Yes and?
- They're getting paid.
- It's a job.
- They're humans who can choose to be better.
- They're humans who can choose to fight their bosses out of some idiotic love of the game to the detriment of their own mental health because they're crazy. (I'm describing myself).
- They're humans who can stall or break awful things from coming to pass by refusing to work on something or sabotaging it.
This is about a door to those possibilities closing, not about how many software developers are forced through it. I'm not going to cheer on an awful totalizing future dark age of technology simply because the current odds are bad.
And yeah this won't actually kill higher end devs in my understanding of the world, I'll be able to find a job. But, it will kill the social reproduction of people like me. In the same way that the iPad killed broad user-focused technological literacy from zoomers to millenials, LLMs will ultimately destroy the current level of developer-focused technological literacy. There won't even be guys who can't code their way out of a paper bag using StackOverflow or guys who memorize LeetCode solutions. It will just be old-heads powerful enough to avoid the cull and nobody else, until we die.
There are certainly bad programming jobs, but programming jobs in general are extreme labor aristocracy. Yes people are chasing the bag, but they're certainly not "survival jobs". Within the system until you reach senior levels is no real discriminator between "bag chaser" and "person who is trying to learn", both these are going to get squad wiped.
There's certainly still going to be a path to being a SE. But it's going to be autodidact hobbyists who start extremely young. As a person who has been running Linux since 5th grade, who got a CCNA at 16, who has only had programming or network jobs since high school, this is the worst path because the reality of the career at scale murders your passion. If I don't age out I'm betting my next 10 years are going to be uncomfortably close to Player Piano, and that's something that's entirely dreadful. Instead of teaching juniors to program at scale while giving them boring CRUD tasks, I'll be communing with machine spirits so "they" can generate the basic crud endpoints and the component screens.
The reality of being a greybeard is that if you're close to retirement in this industry like my dad is, you're gonna do the same shit jobs as the bag chasers. They'll stick you in the basement and steal your stapler if you even make it past the vibe check interview. The only way to avoid this is to be a lifer somewhere, but that in itself is a challenge.

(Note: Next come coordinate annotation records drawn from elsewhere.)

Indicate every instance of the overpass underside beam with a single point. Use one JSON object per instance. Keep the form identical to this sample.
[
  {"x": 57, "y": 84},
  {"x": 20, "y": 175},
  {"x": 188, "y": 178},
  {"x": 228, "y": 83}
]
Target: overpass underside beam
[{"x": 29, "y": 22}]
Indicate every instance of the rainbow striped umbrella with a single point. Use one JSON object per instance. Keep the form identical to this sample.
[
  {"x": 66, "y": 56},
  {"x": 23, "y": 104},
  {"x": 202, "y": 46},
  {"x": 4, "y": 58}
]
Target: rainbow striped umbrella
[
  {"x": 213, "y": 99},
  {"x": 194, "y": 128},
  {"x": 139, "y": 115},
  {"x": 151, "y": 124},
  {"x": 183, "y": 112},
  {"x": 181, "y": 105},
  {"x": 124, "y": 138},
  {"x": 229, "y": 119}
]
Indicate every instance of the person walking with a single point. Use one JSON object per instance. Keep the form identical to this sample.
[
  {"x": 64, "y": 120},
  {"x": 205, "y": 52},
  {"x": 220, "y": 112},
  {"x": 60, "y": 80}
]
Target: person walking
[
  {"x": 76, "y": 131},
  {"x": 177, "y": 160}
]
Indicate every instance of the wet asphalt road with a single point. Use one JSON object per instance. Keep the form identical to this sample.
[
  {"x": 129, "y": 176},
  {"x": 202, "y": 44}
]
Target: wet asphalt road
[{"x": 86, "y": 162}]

The difference between the previous developments and now, is that it may improve productivity now in your case and the case of the 1000 juniors, but tomorrow it's going to actually undercut demand for people. Building a system that builds and deploys applications has been the goal of several public and private projects I've been privy to. I agree this exact use-case that you linked is an example of a way to not have to learn ANTLR or how an AST works and flip a coin if it works. In practice though, this is step 1. Code generation has improved significantly in the last year alone across the whole LLM ecosystem. The goal isn't' to write maintainable code or readable code, the goal is to write deploy-able code with 90% feature coverage. Filling the last 10% with freelancers or in house engs. depending on scale. To me that's a worse job than the job I have now, at least now I can teach others how to do what I do. If that's taken away from me I'm not fucking doing this job anymore. I don't care about computers because in reality this job at scale is about convincing morons to stop micromanaging how you build things.